Finally, the only way to understand the Second World War, which engulfed America in 1941 and which cost over 400,000 American lives, is to understand the First World War. All the major players were there for the first conflict, from Churchill to Hitler, Mussolini to Franklin Roosevelt. And without the moral and economic degradation Germany faced once it was forced to assume responsibility for the war, it’s plausible to think that the environment would not have been as ripe for Adolf Hitler and this Socialist Worker’s Party to assume government control by the early 1930s.
It seems no matter how many traumatic conflicts people live through or the history courses they take, they never really learn.

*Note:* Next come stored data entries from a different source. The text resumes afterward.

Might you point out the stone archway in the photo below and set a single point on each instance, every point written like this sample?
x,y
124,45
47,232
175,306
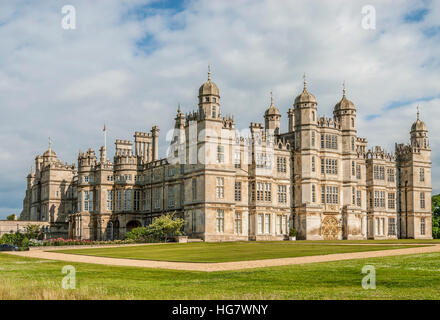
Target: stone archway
x,y
330,228
133,224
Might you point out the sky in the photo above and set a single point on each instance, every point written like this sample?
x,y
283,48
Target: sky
x,y
129,64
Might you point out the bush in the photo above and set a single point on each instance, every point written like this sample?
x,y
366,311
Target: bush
x,y
292,232
15,239
161,229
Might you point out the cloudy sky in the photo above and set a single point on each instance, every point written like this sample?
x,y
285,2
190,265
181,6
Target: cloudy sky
x,y
129,64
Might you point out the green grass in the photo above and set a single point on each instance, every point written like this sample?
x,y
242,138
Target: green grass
x,y
225,251
398,277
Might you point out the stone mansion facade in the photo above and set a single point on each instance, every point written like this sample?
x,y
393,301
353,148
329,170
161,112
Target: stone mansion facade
x,y
318,177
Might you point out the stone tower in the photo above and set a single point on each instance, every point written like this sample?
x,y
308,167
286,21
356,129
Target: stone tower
x,y
414,165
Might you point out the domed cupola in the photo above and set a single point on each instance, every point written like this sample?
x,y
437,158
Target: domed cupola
x,y
418,125
345,112
419,133
305,96
272,117
209,99
344,106
49,154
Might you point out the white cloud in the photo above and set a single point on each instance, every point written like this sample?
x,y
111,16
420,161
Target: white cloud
x,y
66,84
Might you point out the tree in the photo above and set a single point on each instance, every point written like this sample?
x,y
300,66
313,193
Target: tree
x,y
436,216
166,226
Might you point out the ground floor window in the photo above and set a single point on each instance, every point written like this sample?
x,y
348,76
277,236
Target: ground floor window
x,y
220,220
260,224
238,223
266,223
391,226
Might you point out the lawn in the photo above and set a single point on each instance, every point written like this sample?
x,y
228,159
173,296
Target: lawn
x,y
398,277
226,251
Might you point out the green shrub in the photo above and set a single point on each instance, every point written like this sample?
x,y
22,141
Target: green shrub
x,y
292,232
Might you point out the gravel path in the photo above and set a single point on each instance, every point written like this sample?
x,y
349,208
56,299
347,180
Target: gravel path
x,y
223,266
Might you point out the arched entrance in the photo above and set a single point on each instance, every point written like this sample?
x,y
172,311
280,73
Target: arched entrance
x,y
330,228
133,224
109,230
95,230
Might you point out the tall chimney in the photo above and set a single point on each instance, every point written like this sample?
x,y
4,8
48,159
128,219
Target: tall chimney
x,y
155,134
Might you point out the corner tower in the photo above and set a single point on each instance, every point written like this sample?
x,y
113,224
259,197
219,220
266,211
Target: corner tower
x,y
209,99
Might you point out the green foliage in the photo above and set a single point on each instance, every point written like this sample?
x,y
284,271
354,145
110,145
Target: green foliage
x,y
160,229
15,239
436,216
141,234
292,232
11,217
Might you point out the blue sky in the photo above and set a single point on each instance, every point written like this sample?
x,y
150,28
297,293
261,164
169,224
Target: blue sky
x,y
130,62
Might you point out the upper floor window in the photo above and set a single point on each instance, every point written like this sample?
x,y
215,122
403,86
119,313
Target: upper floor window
x,y
332,195
282,194
137,200
379,199
238,191
156,198
390,174
220,188
237,159
331,141
281,164
220,220
391,200
331,166
127,200
194,189
379,172
358,171
220,154
171,197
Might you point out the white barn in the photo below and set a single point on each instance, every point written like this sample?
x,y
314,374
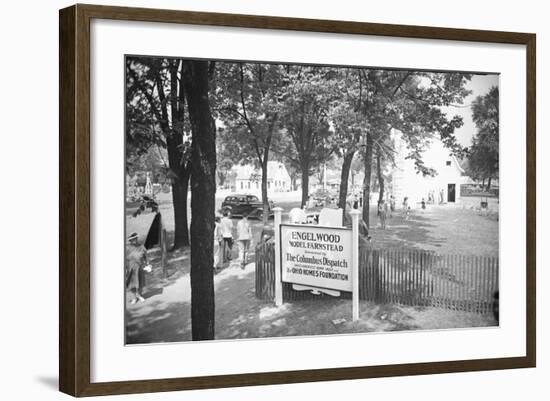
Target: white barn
x,y
444,187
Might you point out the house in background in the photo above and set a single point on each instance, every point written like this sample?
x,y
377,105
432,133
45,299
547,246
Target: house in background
x,y
247,178
444,187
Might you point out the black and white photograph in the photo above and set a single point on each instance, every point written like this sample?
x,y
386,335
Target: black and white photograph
x,y
269,200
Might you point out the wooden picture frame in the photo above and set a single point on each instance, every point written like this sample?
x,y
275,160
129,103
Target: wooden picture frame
x,y
75,208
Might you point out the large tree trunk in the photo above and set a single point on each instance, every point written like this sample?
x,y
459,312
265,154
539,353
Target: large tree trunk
x,y
203,191
305,183
181,172
380,178
180,184
344,177
367,179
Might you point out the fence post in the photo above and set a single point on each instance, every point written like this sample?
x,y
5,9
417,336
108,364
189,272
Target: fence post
x,y
355,262
278,283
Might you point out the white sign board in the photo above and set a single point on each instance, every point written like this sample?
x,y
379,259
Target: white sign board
x,y
317,256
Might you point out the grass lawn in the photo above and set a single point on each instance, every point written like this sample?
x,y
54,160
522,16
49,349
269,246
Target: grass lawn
x,y
445,229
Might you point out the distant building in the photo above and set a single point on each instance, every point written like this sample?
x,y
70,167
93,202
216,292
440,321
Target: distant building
x,y
247,178
444,187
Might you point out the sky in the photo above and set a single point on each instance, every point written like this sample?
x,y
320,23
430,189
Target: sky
x,y
479,85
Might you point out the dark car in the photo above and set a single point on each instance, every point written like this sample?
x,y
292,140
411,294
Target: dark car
x,y
147,202
245,204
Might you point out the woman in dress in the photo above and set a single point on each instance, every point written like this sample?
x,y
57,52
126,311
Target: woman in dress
x,y
136,264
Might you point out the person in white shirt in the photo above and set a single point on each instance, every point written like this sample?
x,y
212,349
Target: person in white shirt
x,y
218,244
226,226
244,237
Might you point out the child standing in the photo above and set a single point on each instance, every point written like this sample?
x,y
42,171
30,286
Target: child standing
x,y
406,208
244,237
227,234
218,244
382,212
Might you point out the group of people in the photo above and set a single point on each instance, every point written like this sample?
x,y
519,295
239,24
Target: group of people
x,y
385,209
224,240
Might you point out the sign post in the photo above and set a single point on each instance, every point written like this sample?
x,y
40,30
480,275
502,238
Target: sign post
x,y
278,280
317,258
355,263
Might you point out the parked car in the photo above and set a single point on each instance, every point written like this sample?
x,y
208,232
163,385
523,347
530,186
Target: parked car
x,y
240,204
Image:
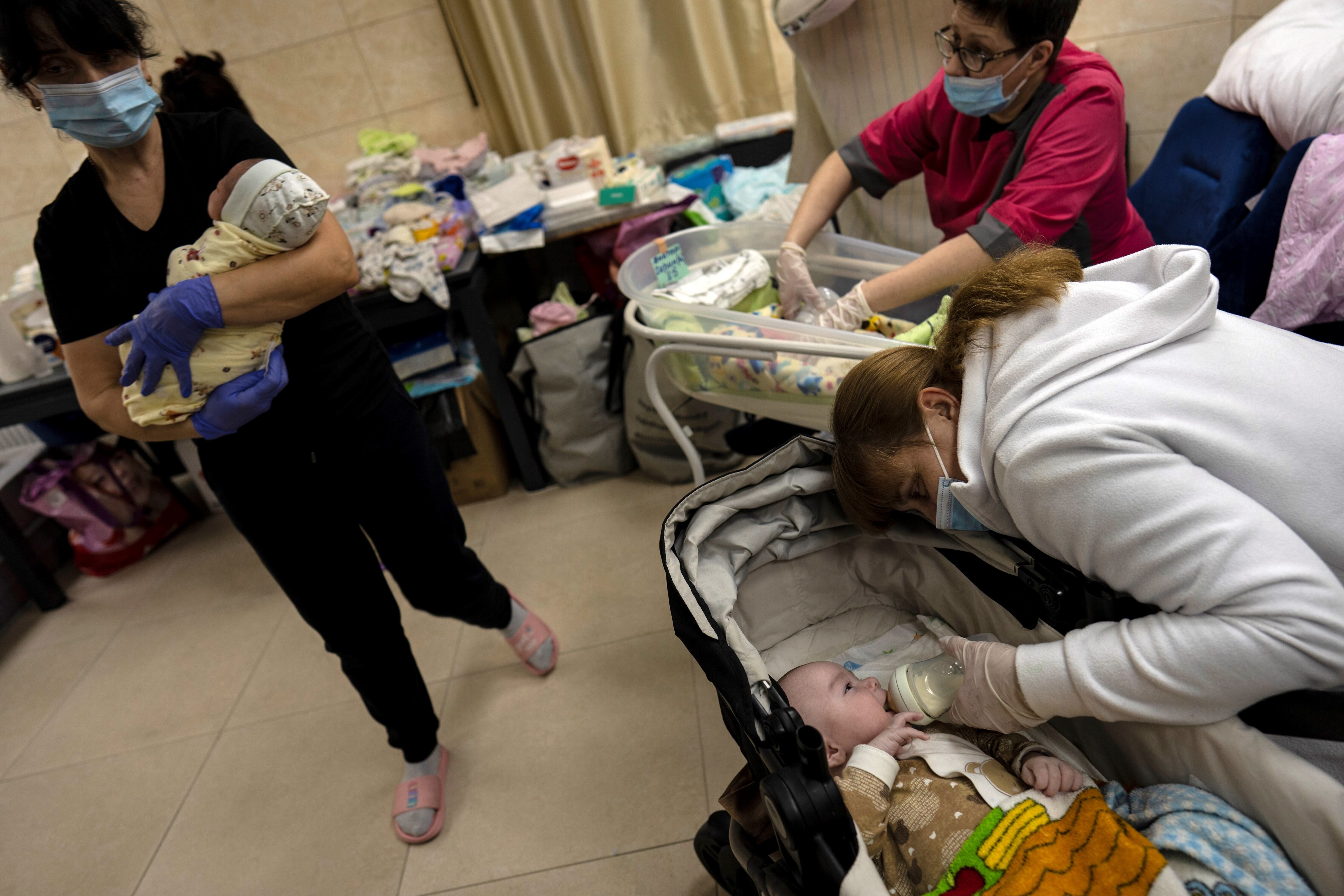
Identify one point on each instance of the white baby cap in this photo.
(276, 203)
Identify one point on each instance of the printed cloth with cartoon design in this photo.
(982, 831)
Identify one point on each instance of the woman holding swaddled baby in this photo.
(191, 245)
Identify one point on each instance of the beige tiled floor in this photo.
(178, 729)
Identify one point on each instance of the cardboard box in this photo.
(486, 475)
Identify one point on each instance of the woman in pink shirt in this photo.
(1021, 139)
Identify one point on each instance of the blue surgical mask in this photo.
(980, 96)
(112, 113)
(951, 515)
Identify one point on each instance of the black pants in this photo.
(306, 501)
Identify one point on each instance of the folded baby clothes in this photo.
(1206, 828)
(406, 266)
(464, 160)
(722, 284)
(222, 354)
(375, 140)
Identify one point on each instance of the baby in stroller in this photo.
(947, 809)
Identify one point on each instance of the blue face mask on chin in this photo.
(949, 514)
(111, 113)
(979, 97)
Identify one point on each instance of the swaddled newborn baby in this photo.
(945, 809)
(263, 207)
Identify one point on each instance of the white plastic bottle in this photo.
(928, 687)
(808, 315)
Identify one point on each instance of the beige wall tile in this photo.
(33, 686)
(444, 123)
(297, 806)
(243, 29)
(1241, 25)
(667, 871)
(155, 683)
(323, 156)
(92, 828)
(306, 90)
(30, 166)
(599, 758)
(1254, 7)
(410, 60)
(1098, 18)
(365, 11)
(14, 108)
(1162, 70)
(1142, 151)
(15, 244)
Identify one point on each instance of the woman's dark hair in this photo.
(1027, 22)
(88, 26)
(200, 84)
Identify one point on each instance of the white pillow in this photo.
(1289, 70)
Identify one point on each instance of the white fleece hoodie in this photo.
(1186, 456)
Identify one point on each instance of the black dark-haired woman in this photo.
(308, 458)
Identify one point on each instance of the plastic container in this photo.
(928, 687)
(835, 263)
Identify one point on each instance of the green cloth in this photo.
(375, 140)
(926, 332)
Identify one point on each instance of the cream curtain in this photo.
(640, 72)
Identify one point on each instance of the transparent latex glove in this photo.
(167, 331)
(990, 695)
(796, 288)
(849, 314)
(244, 400)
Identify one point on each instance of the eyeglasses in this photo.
(972, 60)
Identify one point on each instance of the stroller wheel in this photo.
(714, 852)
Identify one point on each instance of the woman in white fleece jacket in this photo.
(1121, 424)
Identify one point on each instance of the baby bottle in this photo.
(928, 687)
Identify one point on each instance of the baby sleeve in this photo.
(866, 789)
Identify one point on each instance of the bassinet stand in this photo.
(757, 350)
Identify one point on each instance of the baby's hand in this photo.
(1052, 776)
(898, 733)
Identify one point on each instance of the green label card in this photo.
(670, 266)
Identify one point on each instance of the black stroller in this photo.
(765, 573)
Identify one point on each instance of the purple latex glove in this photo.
(244, 400)
(167, 331)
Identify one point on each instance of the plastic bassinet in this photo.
(765, 574)
(781, 370)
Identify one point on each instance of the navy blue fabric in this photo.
(1210, 163)
(1245, 258)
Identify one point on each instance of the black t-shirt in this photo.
(99, 271)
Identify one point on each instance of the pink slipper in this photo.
(425, 792)
(529, 640)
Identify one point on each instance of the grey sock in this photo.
(417, 821)
(539, 660)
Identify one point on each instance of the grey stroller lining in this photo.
(765, 574)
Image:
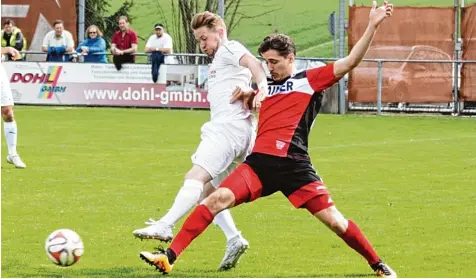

AS: The other major legacy of the war is that we finally set aside the notion that humans could learn from history to avoid future wars. Wilson and others saw the conflict as “the war to end all wars,” because it would “make the world safe for democracy.” But the war also gave rise to a competing idea—that of “total war,” which sees warfare not only as a constant in human endeavors, but that it pervades all aspects of human society. The concept therefore muddies the distinction between the homefront and the frontline. If the Second World War was born of the First World War, and the Cold War (including both the Korean and Vietnam conflicts) was born of the Second World War, it’s clear that we seem doomed to stumble into more bloodshed. The Enlightenment-born hope that we might learn or rationalize our way out of future wars seems rather illusory.